Waka Flocka Flame’s hit single ‘No Hands’ has sold 1.3 million copies in the US already and continues to sell over 200,000 copies each week. The single, which has received 24 million views on YouTube and features Roscoe Dash and Wale, will be released in the UK on April 18th on Warner Bros. Records / Asylum / Brick Squad.
His debut album ‘Flockaveli’ will be released here in Spring 2011. It has already hit #6 on the Billboard 200 and features two further North American hit singles in the shape of ‘O Let’s Do It’ and the Lex Luger-produced ‘Hard in Da Paint.’
Waka Flocka Flame didn’t want to be a rapper when he grew up. He didn’t want to write hit songs, perform in front of thousands of people at packed clubs or hear his songs played on radio stations across the country. Born Juaquin Malphurs in Queens, N.Y., Waka Flocka certainly had all the connections to forge into music at a young age. He grew up around the corner from Ja Rule, lived near LL Cool J’s grandmother and even had a cousin who used to hang around the Lost Boyz in the mid-1990s. But when his mother relocated the family to Georgia when Waka was eleven, he shied away from music. And after his youngest brother died in automobile accident when Waka was just fourteen, he moved even further away from it.

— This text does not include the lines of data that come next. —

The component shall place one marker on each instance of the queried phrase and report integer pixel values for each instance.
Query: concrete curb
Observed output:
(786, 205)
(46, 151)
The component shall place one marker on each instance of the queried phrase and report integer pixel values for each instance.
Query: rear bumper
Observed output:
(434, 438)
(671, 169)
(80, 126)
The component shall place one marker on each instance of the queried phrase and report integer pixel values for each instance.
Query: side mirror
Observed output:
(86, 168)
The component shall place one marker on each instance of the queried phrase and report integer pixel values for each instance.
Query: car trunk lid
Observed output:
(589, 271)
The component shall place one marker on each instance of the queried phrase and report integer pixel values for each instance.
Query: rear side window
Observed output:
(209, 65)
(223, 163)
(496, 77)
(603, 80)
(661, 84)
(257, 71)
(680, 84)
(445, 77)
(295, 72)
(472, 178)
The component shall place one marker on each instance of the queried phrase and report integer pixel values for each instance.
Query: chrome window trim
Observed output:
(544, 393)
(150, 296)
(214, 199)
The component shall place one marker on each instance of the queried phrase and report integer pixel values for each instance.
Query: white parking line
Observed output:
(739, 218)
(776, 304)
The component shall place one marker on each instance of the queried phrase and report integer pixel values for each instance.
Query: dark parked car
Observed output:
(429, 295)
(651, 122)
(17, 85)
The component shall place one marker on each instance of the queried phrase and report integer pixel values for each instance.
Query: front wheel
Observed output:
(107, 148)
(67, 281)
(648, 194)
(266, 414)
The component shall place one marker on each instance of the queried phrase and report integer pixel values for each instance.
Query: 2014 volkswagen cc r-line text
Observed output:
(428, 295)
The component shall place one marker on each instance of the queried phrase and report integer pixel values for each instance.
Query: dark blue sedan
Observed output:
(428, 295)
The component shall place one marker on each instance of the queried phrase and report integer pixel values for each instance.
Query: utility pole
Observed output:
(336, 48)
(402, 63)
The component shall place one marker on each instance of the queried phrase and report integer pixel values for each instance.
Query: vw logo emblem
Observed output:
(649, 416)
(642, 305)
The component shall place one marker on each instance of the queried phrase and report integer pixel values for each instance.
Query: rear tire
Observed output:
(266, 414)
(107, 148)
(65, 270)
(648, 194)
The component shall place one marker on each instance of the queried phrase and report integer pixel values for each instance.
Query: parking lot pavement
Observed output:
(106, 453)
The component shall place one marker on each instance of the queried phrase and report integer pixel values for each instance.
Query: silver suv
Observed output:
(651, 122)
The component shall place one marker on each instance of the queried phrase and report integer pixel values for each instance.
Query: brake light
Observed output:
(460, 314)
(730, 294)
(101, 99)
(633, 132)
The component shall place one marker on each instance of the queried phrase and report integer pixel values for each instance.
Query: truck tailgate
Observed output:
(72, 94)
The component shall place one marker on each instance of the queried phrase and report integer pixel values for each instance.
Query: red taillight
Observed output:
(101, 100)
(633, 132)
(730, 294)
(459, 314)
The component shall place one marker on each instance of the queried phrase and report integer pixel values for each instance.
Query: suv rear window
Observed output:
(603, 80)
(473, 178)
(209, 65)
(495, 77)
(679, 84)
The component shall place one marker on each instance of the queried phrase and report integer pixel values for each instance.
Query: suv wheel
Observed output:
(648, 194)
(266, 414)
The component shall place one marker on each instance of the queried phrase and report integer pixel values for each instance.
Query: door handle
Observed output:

At eighteen, Waka looked on as his mother began managing the career of Gucci Mane. Soon, Waka began messing around with music himself alongside local producer Tay Beatz. “I was going through so much at the time,” he says. “I had so much stress and so many issues. I couldn’t release my emotions physically, so releasing them verbally was the only option I had.”
The result was his 2008 mixtape ‘Salute Me or Shoot Me, Vol. 1’. Its popularity earned Waka a place in Gucci Mane’s 1017 Brick Squad clique. But his sudden success also took its toll. In January 2010, he was shot several times at a car wash in Atlanta during an alleged robbery attempt. The following month, Method Man spoke out against Waka, criticizing the lack of lyricism involved in crafting his style of music. He also endured a short rift in his relationship with Gucci Mane after the rapper parted ways with his mother’s management company in May. The incidents earned Waka a reputation as one of the most controversial artists in the industry — a reputation that he doesn’t feel he deserves.
“People have definitely gotten the wrong impression of me so far,” says Waka. “I don’t know why they think I’m so controversial. I guess people just don’t know the real me yet. It’s up to me to change their minds.”